Selecting the right health care plan can be complex. You have many lifestyle factors to consider, including your age, health history, family status, anticipated health care costs and budget. How can you be sure you’re choosing the right plan? Here are four steps to finding health care that works for you.
1. Choose Your Marketplace
Many employers offer health care insurance as part of a benefits package. If this is true for you, then you can probably save money by choosing an option from your available work plans. Most employers pay part of the insurance premiums for you.
If you want to choose an alternative plan in the marketplace, or if your employer does not offer insurance, you can choose from the federal exchange, state exchange if available, or through a private insurer. Suppose you are on a budget and using money-saving strategies in other areas, such as a velocity banking strategy. In that case, you may want to consider federal or state insurance to stretch your money further. Choosing a private insurer means you won’t be eligible for premium tax credits.
2. Compare Plan Types
When it comes to choosing the type of health care plan you need, your lifestyle has a lot of influence. If you have a spouse and dependents who need coverage, for example, you need to factor in their projected medical costs along with yours. You can base your projections on past medical treatments and expenses.
It may seem tempting to roll over your previous plan without reevaluation — especially if your plan defaults to the existing one if you do nothing. Plans generally change each year, however, and new insurers join the marketplace. Your current insurance may even have revisions that affect your coverage and cost.
If your lifestyle has changed recently through marriage, death, divorce or a new job, or if you anticipate changes such as the adoption or birth of a child, you will need to scrutinize your plan choices. If you have a spouse with available coverage through an employer, it’s best to review those plan options to see if they are a better fit for you.
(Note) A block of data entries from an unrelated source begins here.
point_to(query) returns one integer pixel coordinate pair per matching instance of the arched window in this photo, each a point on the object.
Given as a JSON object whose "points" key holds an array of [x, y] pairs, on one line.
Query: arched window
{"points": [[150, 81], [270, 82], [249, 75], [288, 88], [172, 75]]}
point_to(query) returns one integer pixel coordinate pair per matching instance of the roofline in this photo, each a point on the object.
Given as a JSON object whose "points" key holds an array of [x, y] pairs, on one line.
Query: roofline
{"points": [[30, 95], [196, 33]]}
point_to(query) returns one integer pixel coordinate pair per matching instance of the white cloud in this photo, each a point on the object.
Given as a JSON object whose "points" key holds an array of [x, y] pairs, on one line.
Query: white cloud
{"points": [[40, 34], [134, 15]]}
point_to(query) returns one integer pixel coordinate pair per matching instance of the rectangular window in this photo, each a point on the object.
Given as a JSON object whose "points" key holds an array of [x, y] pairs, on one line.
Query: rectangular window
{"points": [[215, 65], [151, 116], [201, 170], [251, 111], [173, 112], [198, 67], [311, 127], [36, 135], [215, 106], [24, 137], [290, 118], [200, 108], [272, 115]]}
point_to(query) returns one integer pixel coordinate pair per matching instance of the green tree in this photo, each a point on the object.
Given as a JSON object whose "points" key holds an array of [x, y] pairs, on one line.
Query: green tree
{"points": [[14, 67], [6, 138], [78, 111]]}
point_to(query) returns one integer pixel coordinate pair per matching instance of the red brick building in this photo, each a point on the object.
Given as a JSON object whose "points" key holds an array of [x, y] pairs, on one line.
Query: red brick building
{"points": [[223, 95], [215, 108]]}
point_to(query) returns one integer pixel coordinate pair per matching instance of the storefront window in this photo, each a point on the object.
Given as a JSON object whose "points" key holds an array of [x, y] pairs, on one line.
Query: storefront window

3. Pay Attention to Out-of-Pocket Costs
Monthly premiums are essential to consider when comparing plan costs but don’t forget to factor in other expenses such as deductibles and co-payments. By factoring in additional charges, you can broaden your research to include anticipated yearly fees. The big picture can sometimes help you narrow down your choices if you’re stuck between two plans.
Your lifestyle affects your out-of-pocket costs. You may better off with a plan that pays a higher portion of your expenses but has a higher monthly premium if you or your dependents:
- Make frequent doctor visits
- Take expensive or brand-name medications
- Plan to have surgery
- Live with a chronic condition
A plan with a lower monthly premium and higher out-of-pocket costs can be better if you are in good health, make few doctor visits or can’t fit a high monthly premium into your budget.
Checking coverage for specific medications or conditions can help you narrow down your choices further. If you have diabetes, for example, try to find a plan that covers your prescriptions. If you’re expecting a baby, compare maternity services between plans.
4. Ask Questions
If you have specific concerns or questions about a plan, don’t hesitate to pick up the phone and call a representative. Your employer’s human resources department can help you or direct you to someone who can. If you’re shopping for a plan in the federal or state marketplace, you can find help from an agent or assistant. Understanding your plan is imperative — you don’t want to wait to ask questions during an emergency.
Choosing a health care plan that fits your lifestyle is complex, but it’s doable with research, planning and assistance if you need it. Your health is worth the extra work you put into finding the right plan.